March 30, 2020
Direct lenders around the world are talking with borrowers about easing interest payments, waiving penalties and relaxing covenants as they assess the growing damage to their portfolios caused by the coronavirus pandemic.
The discussions are occurring as the global turmoil seeps into the $812 billion private market. The crisis is one of the first major tests for the asset class, which has grown from about $200 billion before the 2008 financial crash — buoyed by investors including pension funds, insurers and family offices.
The current upheaval is triggering a torrent of revolver draw requests, and forcing direct lenders to decide just how flexible they can be on already existing credit facilities.
“We’re having some high-level conversations about making some temporary allowances,” like relaxing interest payments or waiving covenants, said Antonella Napolitano, global head of investor relations at middle-market lender Deerpath Capital Management. “We will evaluate these on a case-by-case basis. We are a reasonable lender, but at the end of the day we need to protect investor capital.”
Globally, there is some $339 billion of middle-market debt outstanding to the most virus-sensitive sectors, including autos, airlines, drugs and textiles, according to UBS Group AG strategists.
In North America, at least a dozen direct lenders are considering or have agreed to specific concessions such as switching to alternatives to cash for interest payments or relaxing pre-payment penalties, according to people familiar with the matter. Some who work primarily with private equity-backed companies are resisting making any changes like considering relaxing payments or waiving future covenants unless the firm’s sponsors put in more capital or provide fund guarantees, said the people, who aren’t authorized to speak publicly.
Toronto-based Bridging Finance has already granted a request from at least one borrower to switch to payment-in-kind interest, according to founder David Sharpe.
“We are open to working with our borrowers and looking at accruing interest if required to get through this period,” Sharpe said. “We are non-distressed lenders.”
The requests are even filtering down to those who provide financing to small corporate borrowers, like lower-middle market lender JB Capital.
“For anybody that’s taking a hard line, whether it’s a mortgage company or a private credit line, not giving some degree of flexibility, there’s probably a special place in hell for those guys,” JB Capital founder Jeremy Hill said.

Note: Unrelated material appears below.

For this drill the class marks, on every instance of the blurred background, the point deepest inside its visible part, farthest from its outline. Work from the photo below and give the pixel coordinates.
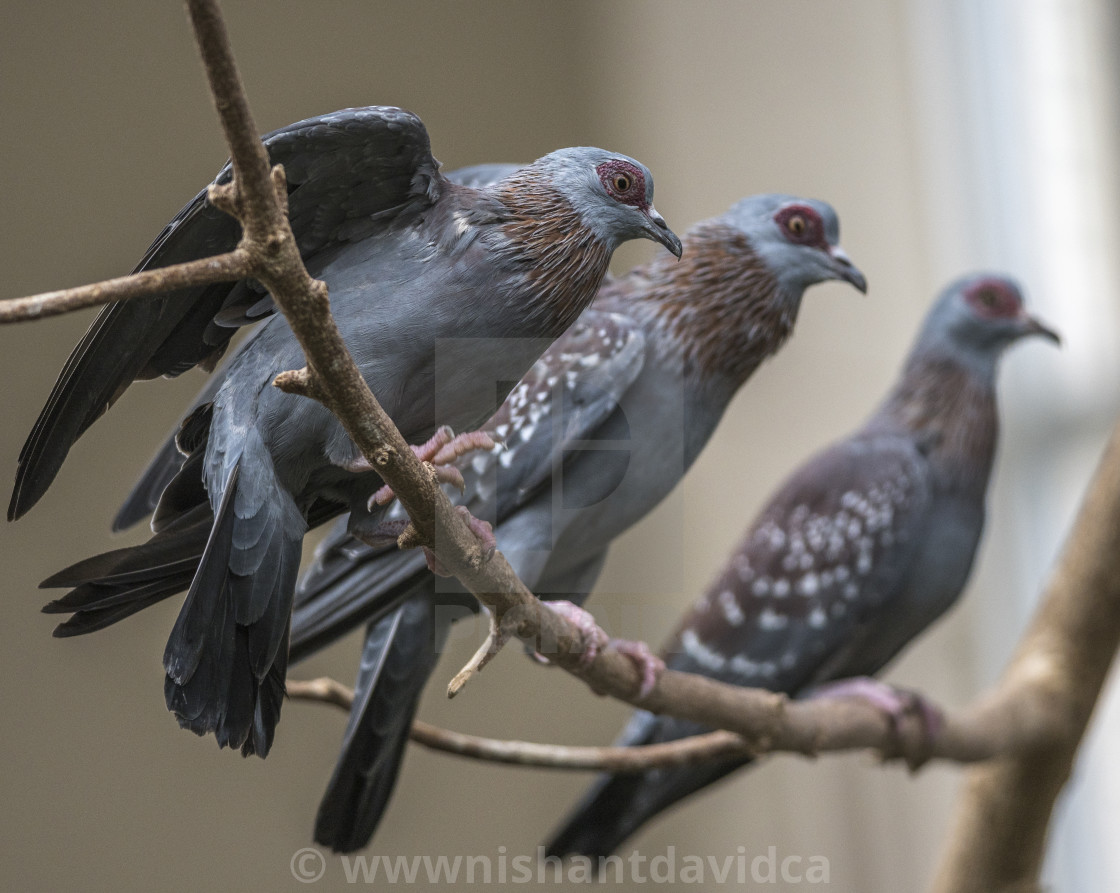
(949, 135)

In Europe, similar requests from borrowers facing liquidity crunches are flooding in.
Ares Management, the $149 billion alternative asset manager, is “working with our U.S. and Europe portfolio companies, and their sponsor owners, to determine how we can be supportive with their liquidity needs to keep their businesses operating,” said Michael Dennis and Blair Jacobson, co-heads of European credit at the firm, in an emailed statement.
As of this week, French alternative investment firm Tikehau Capital has been asked for waivers by two companies heavily impacted by local lockdowns, the firm’s head of private debt Cecile Mayer-Levi said.
“Zero revenues is something unheard of and difficult to cope with,” Mayer-Levi said. “Depending on the situation we’ll be supportive, and play our role as a stakeholder alongside shareholders.”